学习《MySQL高级》高阳老师讲解索引课程的笔记,本篇侧重对 order by 排序分析
建表
# 建表 CREATE TABLE tblA( #id int primary key not null autp_increment, age int, birth timestamp not null ); insert into tblA(age,birth) values(22,now()); insert into tblA(age,birth) values(23,now()); insert into tblA(age,birth) values(24,now()); # 建立复合索引 CREATE INDEX idx_A_ageBirth on tblA(age,birth); select * from tblA;
Order By 优化(索引分析)
由于本表中只有两个字段 age, birth,复合索引都覆盖了,所以 select * 就相当于 select age, birth, 查询直接走索引,不需要回表。此处仅关注排序(order by)是否会出现文件排序(filesort)。

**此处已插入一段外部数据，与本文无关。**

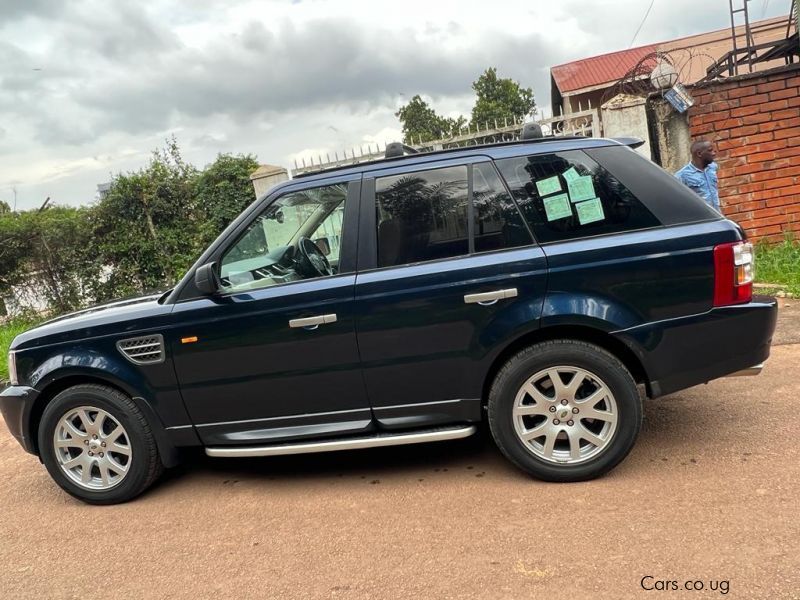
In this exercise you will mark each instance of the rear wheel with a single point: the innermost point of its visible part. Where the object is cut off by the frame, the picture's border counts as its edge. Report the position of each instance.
(97, 445)
(564, 410)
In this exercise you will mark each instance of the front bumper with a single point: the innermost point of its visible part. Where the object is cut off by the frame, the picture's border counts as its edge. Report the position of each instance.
(16, 404)
(680, 353)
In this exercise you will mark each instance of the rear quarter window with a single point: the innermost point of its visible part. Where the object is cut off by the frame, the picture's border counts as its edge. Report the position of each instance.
(567, 195)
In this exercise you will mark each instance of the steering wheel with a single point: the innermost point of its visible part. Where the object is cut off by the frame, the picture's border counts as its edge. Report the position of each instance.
(311, 261)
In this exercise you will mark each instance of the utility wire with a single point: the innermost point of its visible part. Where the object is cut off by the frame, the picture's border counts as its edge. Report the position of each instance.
(642, 23)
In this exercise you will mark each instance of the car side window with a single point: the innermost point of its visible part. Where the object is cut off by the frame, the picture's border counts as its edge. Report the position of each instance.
(422, 216)
(498, 224)
(567, 195)
(298, 236)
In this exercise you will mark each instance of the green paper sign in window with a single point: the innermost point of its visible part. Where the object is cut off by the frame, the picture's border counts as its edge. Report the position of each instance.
(557, 207)
(548, 186)
(581, 188)
(570, 175)
(590, 211)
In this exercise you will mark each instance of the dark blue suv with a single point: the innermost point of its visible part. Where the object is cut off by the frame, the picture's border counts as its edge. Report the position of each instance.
(545, 286)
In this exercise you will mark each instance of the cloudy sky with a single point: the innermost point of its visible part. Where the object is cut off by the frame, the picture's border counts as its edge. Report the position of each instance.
(88, 88)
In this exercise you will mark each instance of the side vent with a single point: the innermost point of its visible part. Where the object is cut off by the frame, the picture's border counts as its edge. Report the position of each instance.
(145, 350)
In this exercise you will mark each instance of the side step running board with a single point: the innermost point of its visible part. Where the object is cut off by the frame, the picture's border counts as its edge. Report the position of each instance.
(345, 444)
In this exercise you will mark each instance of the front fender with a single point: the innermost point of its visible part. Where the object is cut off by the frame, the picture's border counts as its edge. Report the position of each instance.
(152, 387)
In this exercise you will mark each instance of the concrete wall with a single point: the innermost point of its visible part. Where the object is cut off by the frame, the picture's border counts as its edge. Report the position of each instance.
(672, 136)
(266, 177)
(626, 116)
(754, 121)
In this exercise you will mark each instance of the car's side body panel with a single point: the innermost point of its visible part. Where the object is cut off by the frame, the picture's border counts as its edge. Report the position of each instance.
(422, 345)
(406, 351)
(250, 376)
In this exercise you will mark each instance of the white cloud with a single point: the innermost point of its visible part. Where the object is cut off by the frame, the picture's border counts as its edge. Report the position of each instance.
(89, 88)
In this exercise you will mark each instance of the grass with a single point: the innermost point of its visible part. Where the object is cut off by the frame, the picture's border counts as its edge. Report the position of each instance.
(8, 331)
(779, 264)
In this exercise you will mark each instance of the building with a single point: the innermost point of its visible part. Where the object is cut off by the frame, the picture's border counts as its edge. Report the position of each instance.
(590, 82)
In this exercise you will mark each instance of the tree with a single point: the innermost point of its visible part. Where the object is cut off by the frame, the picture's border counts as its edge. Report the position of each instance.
(421, 123)
(500, 99)
(45, 255)
(222, 191)
(144, 227)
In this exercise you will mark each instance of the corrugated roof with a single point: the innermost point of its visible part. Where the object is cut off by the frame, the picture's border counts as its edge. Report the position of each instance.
(598, 70)
(609, 68)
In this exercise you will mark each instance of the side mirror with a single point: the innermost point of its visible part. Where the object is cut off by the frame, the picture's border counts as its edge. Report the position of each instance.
(206, 280)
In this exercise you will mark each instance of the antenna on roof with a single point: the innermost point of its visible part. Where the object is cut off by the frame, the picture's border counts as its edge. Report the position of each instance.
(531, 131)
(394, 149)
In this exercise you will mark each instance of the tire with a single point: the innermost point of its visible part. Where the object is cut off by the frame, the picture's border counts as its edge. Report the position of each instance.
(575, 431)
(97, 445)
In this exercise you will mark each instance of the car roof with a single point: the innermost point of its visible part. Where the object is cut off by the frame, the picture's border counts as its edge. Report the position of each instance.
(495, 151)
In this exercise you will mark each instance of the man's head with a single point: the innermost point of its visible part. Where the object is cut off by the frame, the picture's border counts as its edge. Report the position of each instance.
(703, 153)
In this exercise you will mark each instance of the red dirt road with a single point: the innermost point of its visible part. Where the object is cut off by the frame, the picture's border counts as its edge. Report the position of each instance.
(709, 493)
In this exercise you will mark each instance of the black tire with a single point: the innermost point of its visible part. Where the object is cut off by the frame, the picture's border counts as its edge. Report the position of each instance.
(143, 465)
(528, 455)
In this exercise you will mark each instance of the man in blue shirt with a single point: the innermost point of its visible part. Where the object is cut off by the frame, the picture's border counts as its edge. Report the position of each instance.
(700, 175)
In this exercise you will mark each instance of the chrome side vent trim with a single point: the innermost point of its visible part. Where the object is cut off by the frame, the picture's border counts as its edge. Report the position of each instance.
(144, 350)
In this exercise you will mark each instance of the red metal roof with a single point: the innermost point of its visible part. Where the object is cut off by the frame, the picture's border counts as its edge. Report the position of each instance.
(598, 70)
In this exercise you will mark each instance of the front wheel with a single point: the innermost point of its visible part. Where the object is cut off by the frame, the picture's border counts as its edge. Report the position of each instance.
(97, 445)
(565, 410)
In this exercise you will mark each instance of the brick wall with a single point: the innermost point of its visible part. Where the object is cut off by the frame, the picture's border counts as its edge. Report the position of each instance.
(754, 121)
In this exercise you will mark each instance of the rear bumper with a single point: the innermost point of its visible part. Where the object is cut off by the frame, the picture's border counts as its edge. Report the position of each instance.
(16, 403)
(748, 372)
(687, 351)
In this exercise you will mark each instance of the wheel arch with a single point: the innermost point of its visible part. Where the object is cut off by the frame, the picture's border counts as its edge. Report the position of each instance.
(582, 333)
(167, 451)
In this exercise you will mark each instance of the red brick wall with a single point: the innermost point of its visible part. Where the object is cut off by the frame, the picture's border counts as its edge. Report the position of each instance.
(754, 121)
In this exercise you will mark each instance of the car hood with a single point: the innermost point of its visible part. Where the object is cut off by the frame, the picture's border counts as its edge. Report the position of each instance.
(118, 317)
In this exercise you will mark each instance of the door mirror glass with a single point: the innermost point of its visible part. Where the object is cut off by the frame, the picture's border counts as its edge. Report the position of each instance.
(205, 279)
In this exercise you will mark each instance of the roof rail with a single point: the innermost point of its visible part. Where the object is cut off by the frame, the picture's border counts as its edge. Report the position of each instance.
(444, 151)
(631, 142)
(394, 149)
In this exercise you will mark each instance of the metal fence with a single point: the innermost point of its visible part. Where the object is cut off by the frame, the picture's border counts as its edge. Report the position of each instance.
(584, 122)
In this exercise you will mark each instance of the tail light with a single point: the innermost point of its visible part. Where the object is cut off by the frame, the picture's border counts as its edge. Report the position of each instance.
(734, 269)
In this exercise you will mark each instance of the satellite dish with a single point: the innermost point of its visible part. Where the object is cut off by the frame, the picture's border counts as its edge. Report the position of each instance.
(664, 76)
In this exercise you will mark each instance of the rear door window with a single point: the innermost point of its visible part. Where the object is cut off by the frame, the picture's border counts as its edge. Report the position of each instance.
(425, 215)
(567, 195)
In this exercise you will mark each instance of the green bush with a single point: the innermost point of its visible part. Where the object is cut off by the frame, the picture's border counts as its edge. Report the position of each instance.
(780, 264)
(8, 331)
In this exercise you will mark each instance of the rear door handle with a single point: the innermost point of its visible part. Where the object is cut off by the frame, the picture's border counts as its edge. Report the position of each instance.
(313, 322)
(489, 298)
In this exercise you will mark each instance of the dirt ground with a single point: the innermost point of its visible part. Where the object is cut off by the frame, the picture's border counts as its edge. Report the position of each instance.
(708, 496)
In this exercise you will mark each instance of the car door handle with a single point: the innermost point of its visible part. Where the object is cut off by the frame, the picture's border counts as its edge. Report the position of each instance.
(313, 322)
(489, 298)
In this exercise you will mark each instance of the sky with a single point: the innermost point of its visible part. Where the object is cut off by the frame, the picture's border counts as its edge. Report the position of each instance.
(89, 88)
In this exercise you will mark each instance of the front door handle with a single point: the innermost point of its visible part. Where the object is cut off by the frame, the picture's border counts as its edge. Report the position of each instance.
(489, 298)
(313, 322)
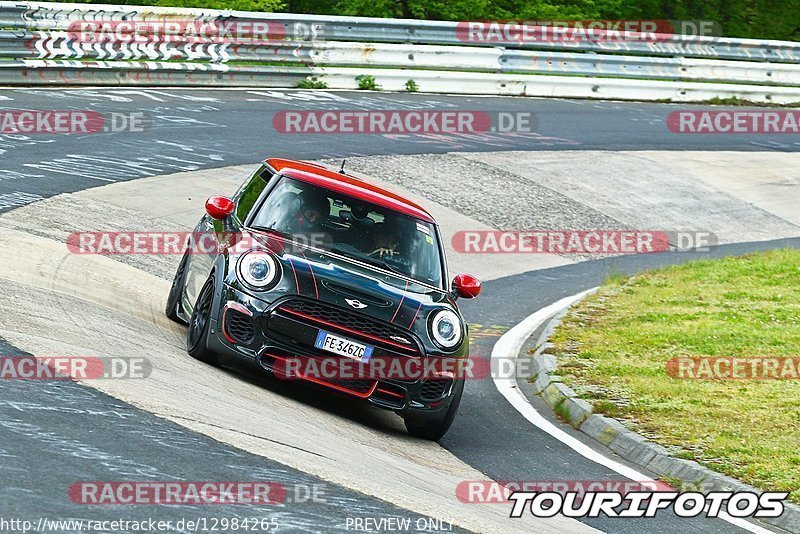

1.1 explain select * from tblA where age > 20 order by age;
+----+-------------+-------+------------+-------+----------------+----------------+---------+------+------+----------+--------------------------+ | id | select_type | table | partitions | type | possible_keys | key | key_len | ref | rows | filtered | Extra | +----+-------------+-------+------------+-------+----------------+----------------+---------+------+------+----------+--------------------------+ | 1 | SIMPLE | tblA | NULL | index | idx_A_ageBirth | idx_A_ageBirth | 9 | NULL | 3 | 100.00 | Using where; Using index | +----+-------------+-------+------------+-------+----------------+----------------+---------+------+------+----------+--------------------------+
排序用到了 age 字段的索引,不会出现filesort。
1.2 explain select * from tblA where age > 20 order by age, birth;
+----+-------------+-------+------------+-------+----------------+----------------+---------+------+------+----------+--------------------------+ | id | select_type | table | partitions | type | possible_keys | key | key_len | ref | rows | filtered | Extra | +----+-------------+-------+------------+-------+----------------+----------------+---------+------+------+----------+--------------------------+ | 1 | SIMPLE | tblA | NULL | index | idx_A_ageBirth | idx_A_ageBirth | 9 | NULL | 3 | 100.00 | Using where; Using index | +----+-------------+-------+------------+-------+----------------+----------------+---------+------+------+----------+--------------------------+
排序,age, birth 符合复合索引顺序,所以排序用到了age, birth 两个字段的索引,不会出现filesort。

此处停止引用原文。